Pass. Maybe Mario George Nitrini will kiss you.
ReplyDeleteGuys, I am a complete newb on the subject of the TLB murders, although I was alive at the time and should remember when they happened. I don't. Believe it or not, not everyone in the US was hooked into what seemed weird hippie/showbiz murders in California. So forgive my ignorance...
ReplyDeleteBut I'm reading CHAOS and I have a few questions and comments & I would appreciate any feedback.
The book is appropriately named. It's a mess. The stuff about the CIA is eye-glazingly boring. Why does he go on page after page about Billy Doyle's rape? What does this have to do with the TLB/Hinman/Shea murders? The Tenerelli business--it's totally farfetched.
So I don't have a high opinion of O'Neill the writer.
O'Neill the researcher, that's a different thing.
I have to say I was stunned by the research he did revealing that Melcher visited Manson three times *after* the TLB murders.

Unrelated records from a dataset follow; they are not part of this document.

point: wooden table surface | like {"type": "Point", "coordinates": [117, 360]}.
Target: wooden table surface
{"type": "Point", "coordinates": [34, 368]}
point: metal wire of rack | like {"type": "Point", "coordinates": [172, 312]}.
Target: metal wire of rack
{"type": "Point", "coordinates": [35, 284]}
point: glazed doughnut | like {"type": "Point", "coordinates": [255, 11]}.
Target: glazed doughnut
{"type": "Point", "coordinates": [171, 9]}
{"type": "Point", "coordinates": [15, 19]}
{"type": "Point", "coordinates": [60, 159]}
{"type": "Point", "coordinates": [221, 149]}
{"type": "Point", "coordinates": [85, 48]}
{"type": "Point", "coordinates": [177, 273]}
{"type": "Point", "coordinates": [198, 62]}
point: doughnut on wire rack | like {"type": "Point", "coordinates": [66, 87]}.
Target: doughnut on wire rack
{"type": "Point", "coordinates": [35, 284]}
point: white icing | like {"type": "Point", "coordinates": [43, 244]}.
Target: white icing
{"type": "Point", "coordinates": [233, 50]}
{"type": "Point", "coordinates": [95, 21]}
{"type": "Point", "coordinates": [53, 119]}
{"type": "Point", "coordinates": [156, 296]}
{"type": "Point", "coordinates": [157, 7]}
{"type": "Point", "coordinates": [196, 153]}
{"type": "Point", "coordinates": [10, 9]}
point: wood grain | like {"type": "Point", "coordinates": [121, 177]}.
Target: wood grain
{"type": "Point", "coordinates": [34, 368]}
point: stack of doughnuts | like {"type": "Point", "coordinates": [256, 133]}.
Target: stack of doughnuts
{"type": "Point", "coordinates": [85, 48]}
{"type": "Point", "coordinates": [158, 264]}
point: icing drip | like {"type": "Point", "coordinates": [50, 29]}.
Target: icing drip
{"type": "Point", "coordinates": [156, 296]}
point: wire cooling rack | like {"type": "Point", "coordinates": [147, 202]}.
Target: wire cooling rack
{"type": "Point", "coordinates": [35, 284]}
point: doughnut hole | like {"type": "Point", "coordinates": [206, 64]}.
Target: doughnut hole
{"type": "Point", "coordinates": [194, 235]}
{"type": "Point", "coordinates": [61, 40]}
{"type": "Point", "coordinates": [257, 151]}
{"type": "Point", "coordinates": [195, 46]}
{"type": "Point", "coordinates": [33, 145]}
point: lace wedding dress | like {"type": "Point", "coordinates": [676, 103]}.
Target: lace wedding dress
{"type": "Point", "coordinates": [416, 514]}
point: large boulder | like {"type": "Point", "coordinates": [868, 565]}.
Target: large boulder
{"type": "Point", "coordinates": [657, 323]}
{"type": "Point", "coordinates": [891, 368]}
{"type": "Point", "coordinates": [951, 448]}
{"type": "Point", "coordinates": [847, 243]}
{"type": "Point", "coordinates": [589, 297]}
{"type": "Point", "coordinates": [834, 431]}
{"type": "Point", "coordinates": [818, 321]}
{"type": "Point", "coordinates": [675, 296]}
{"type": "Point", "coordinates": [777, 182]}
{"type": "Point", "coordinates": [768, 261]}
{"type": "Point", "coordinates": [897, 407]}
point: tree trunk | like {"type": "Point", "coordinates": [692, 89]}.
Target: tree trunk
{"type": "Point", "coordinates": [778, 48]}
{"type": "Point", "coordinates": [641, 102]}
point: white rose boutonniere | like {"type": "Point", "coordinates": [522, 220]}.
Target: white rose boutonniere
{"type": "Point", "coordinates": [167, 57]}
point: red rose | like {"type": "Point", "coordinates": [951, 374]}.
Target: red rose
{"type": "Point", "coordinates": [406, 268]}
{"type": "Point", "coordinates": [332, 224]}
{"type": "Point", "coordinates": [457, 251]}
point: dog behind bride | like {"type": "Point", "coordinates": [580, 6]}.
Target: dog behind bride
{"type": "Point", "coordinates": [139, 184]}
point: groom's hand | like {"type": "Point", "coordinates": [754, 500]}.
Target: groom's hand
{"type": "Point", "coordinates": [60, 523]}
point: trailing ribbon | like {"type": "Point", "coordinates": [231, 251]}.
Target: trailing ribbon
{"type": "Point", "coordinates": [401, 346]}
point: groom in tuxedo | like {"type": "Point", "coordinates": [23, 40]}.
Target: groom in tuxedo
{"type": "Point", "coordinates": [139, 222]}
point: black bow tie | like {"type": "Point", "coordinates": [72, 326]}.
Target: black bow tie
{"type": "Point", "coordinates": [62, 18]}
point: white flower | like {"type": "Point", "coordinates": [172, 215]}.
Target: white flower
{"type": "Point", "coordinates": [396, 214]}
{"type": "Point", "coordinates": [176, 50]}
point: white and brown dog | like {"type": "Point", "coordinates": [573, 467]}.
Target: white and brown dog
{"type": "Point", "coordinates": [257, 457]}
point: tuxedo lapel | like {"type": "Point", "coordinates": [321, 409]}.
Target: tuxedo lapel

It seems credible - based on handwritten notes by Bugliosi, two witnesses.
If so, what is going on here? (I say that it shows Manson was a lot more connected than anyone wants to admit now.)
Second, the supposedly misdated warrant of the Spahn ranch raid of August 16. Not so. Manson practically begged to be sent back with his behavior, and he skated.
Maybe none of this is news to you, but it was news to me, and that's where CHAOS gets its 2.5 stars.
Any feedback is greatly appreciated!
Like I said I'm a newb so be nice!
Hi Diana, digging up facts is difficult work but it can be very rewarding. The danger though is in connecting the dots. Among the writers here at the blog, we've referred to it as an abyss.
ReplyDeleteThe definition of a conspiracy theory is an explanation of an event or situation that invokes a conspiracy by sinister and powerful actors, often political in motivation, when other explanations are more probable.
While it "could" be factual that Melcher visited Manson post-crimes, it could have been Melcher wanting to know if he was the target of the murders.